A Jacksonville physician was taken into custody after a local store reported thousands of dollars in missing merchandise. Authorities say the case centers on a haul valued at $2,700 and has prompted several local outlets to report on the arrest and charges.

How the allegation came to light
The police response began after a store employee reported seeing a customer leave with a large quantity of unpaid items, a tip that set detectives onto the matter and eventually led to an arrest. According to reporting, the woman accused in the incident is Lindsey Jae Minshew, who was reportedly arrested on Jan. 23 in connection with an alleged theft that took place earlier that month.
Local coverage emphasized the scale of the loss and the straightforward path from employee report to booking, noting the precise amount involved, $2,700 in merchandise.

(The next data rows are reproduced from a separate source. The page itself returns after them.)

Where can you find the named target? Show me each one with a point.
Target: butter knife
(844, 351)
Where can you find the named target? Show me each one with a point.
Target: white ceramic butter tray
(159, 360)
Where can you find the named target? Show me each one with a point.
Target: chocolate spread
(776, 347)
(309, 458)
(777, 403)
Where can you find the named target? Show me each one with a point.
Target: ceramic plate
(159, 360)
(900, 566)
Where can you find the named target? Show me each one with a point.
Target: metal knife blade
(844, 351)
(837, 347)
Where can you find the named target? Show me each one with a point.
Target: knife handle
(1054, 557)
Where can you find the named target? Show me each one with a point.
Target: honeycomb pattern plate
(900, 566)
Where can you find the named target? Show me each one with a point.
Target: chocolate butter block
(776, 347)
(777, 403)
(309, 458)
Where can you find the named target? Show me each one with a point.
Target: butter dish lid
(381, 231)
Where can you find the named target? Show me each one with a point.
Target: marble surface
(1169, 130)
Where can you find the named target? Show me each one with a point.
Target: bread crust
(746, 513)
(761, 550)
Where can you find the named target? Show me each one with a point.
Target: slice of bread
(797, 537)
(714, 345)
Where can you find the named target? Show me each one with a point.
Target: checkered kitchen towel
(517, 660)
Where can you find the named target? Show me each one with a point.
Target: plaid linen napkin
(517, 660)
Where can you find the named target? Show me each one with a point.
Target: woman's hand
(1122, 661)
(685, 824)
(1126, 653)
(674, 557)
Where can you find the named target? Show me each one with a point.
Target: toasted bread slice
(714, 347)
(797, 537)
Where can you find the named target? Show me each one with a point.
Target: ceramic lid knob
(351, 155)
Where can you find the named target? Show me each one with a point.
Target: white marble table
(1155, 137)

Those details framed the case as more than a petty shoplifting charge and pushed investigators to treat it as a grand-theft matter from the start.

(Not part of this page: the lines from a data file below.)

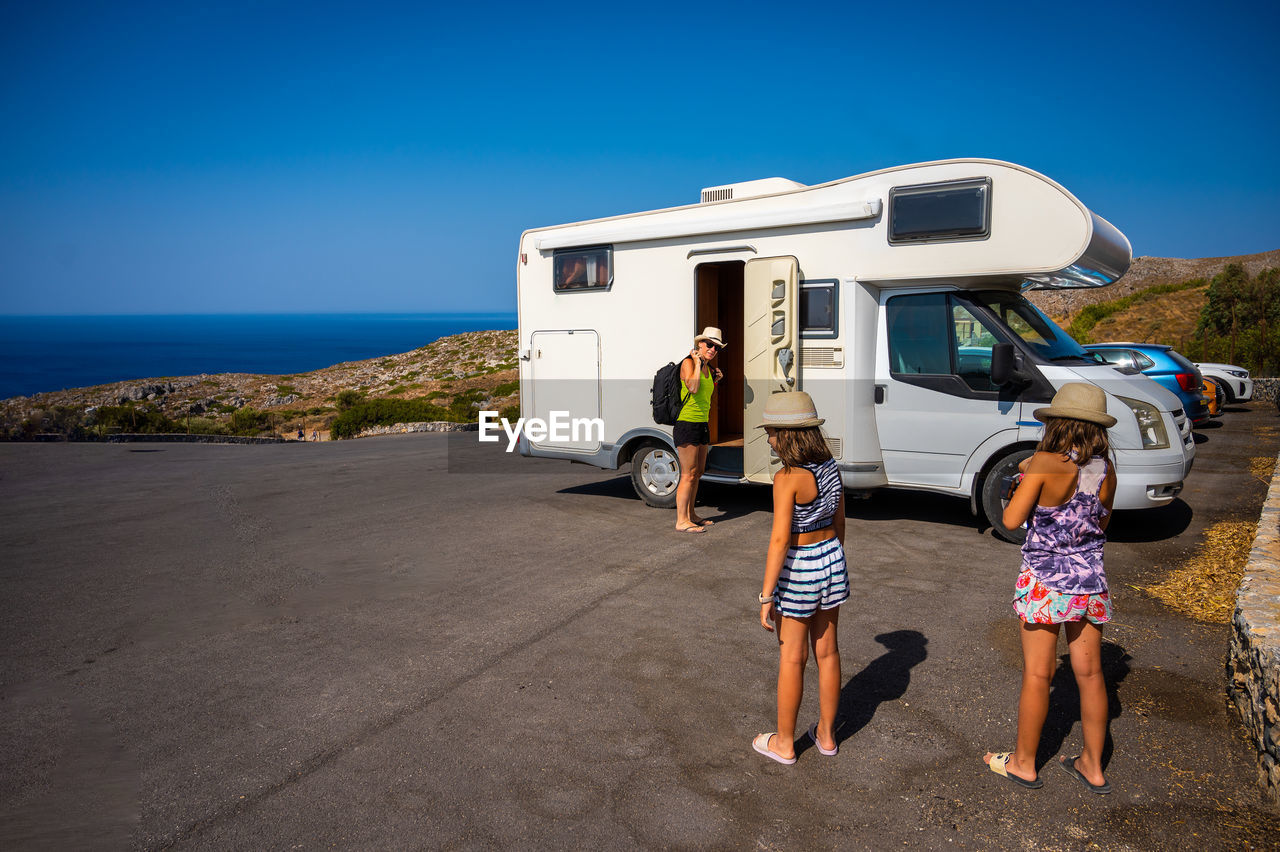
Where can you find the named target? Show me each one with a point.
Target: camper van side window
(583, 269)
(818, 310)
(919, 334)
(940, 211)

What the store and witnesses say
Employees at the Target on River City Drive reported that a customer exited with a cart of unpaid goods, and those on-site accounts triggered the police response that followed. The narrative offered by staff placed the loss squarely at a specific store location and tied the complaint to observed behavior inside the retail space, which staff described to officers after the incident.
Public posts and neighborhood chatter identified the scene as Target’s River City Drive location, and online posts circulated images and commentary about the incident’s footprint in the community, with a local post explicitly naming River City Drive. Nearby shoppers and employees reiterated that the merchandise tally was significant enough to prompt a full investigation at the store.
Charges, agency response and local reporting
Officials characterized the case as grand theft, with law enforcement charging Minshew following the store complaint and subsequent inquiries. The law-enforcement action was coordinated after store staff provided statements and investigators reviewed available evidence, and the matter was handled as a felony-level theft rather than a minor retail incident.
That formal law-enforcement role was documented by reporting that cited the involvement of municipal authorities, with coverage noting the role of The Jacksonville Sheriff in pursuing charges. Local outlets, including Action News Jax and others, ran the story as part of routine community crime reporting in Jan, and one reporter identified in coverage was Angel Saunders, who contributed on-the-ground details to the public record.
Public reaction and lingering questions
The contrast between the allegations and the accused’s professional role has driven local interest, with readers and neighbors asking how a health-care professional ended up facing theft charges over a large retail loss. Coverage emphasized the dissonance without drawing conclusions about motive or intent, and community discussion has focused on the facts the police have released rather than speculation.
Several roundup and summary feeds have included the incident in broader crime notes, with some pages tagging the item under headlines labeled NEED TO KNOW to flag the development for busy readers. Key details remain unresolved in public reporting, including any explanation offered by Minshew, and whether the case will produce restitution, plea negotiations, or a trial; those steps will depend on the ongoing work of investigators and prosecutors.
What this means locally
The story has been covered by multiple outlets in the Jacksonville area and beyond, and the reporting package has underscored how a single retail complaint can escalate into a formal criminal case when the dollar value crosses the statutory threshold. Coverage from regional sources has made clear that the identity of the accused, the charged amount and the specific store location are central to how readers and officials process the matter.
Readers should expect follow-up reporting on any court filings or statements from the accused; for now, reporting anchors the record to the claim that a Florida doctor was arrested after a complaint at Target in Jacksonville, and later summaries reiterated the same basic facts under short briefs labeled The Brief. Those components—the name Lindsey Jae Minshew, the $2,700 value, the River City Drive location, and the municipal response—form the public facts readers can rely on while the legal process continues.